Jennifer Kent's The Babadook is a 2014 Horror film about a mother and son fending off attacks from the titular monster. However, in practice, the film is much more about the mother, Amelia, dealing with grief over her dead husband and having to raise a son viewed by other parents as a problem child. The focus is much more on Amelia’s depression, with Mr. Babadook being the physical manifestation of it, and casting depression and trauma as a literal monster with physical repercussions, it shows the difficulty of dealing with them in another unique way.
The film’s scenes are mostly confined to Amelia’s house and framed in shadow, Amelia being the focus of the lighting, as the woman in white. Similar to in Kumiko, white represents kindness and purity - which Amelia wants to be. However, while dealing with a violent child who has her blacklisted from other mother’s events, that purity proves to be holding on to a past she can’t get back, and as the feeling that she hates her child grows, she becomes the film’s real threat. Amelia is frequently stressed and crying throughout the film, and her fear of Mr. Babadook is secondary to her fear of her child, and as her son’s behavior get worse, the audience is mislead into believing that he’s the real monster, Mr. Babadook having been fabricated to explain his behavior. In reality, though, Amelia’s stress has been building up, and with no release and a bad child she’s forced to deal with, her negative emotions take over and she becomes possessed by Mr. Babadook.
The film’s take on Post-Trauma Depression is a complex one. The fact that the depression manifests as an actual monster possessing Amelia and trying to kill her son seems to be a negative view, but Amelia has been through severe trauma and her son’s misbehavior is only making things worse. As the film ends with the two capturing Mr.

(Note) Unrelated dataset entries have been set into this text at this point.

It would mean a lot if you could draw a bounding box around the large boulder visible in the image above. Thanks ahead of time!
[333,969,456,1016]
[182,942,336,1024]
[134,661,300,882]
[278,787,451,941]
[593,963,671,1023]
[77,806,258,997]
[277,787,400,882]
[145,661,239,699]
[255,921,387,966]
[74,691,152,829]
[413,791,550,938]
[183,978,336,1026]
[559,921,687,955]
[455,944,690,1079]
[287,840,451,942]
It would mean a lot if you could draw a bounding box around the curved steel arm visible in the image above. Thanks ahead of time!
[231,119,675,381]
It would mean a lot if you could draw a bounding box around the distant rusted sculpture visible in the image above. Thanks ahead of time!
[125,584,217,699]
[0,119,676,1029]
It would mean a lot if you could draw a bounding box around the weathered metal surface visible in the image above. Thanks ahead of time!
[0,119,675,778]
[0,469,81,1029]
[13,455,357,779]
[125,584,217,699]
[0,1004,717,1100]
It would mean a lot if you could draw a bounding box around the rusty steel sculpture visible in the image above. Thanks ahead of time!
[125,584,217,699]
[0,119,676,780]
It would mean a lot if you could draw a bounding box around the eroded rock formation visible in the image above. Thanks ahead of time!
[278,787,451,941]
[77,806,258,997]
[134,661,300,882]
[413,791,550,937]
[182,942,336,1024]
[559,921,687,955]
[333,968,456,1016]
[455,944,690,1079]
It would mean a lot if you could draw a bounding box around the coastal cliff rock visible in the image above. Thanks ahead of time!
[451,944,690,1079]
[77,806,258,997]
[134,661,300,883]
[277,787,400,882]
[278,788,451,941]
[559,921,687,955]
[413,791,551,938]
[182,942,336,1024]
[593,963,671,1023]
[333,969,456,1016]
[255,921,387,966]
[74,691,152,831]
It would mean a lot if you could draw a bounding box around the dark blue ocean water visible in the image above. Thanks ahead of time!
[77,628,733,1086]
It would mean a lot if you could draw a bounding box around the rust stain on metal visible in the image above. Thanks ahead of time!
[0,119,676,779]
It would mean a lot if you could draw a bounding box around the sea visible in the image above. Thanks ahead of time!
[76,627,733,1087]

Babadook and keeping it in their basement, feeding it so it doesn’t do any more damage, as opposed to earlier when Amelia strenuously denied it existed and was terrified by the possibility, however, seems to indicate the film sees her struggles as something that should be acknowledged and accommodated for safely, not just by herself, but by those around her. But the clear part is the danger of the situation to Amelia and her family from her illness. It acknowledges both the Trauma and the Post-Traumatic Depression as difficult and damaging things to deal with, it separates the person from the illness - literally - and understands that it’s impossible to just get over, and that there are no easy solutions. Even at the end, when Mr. Babadook is captured, it’s still a fight to keep him down.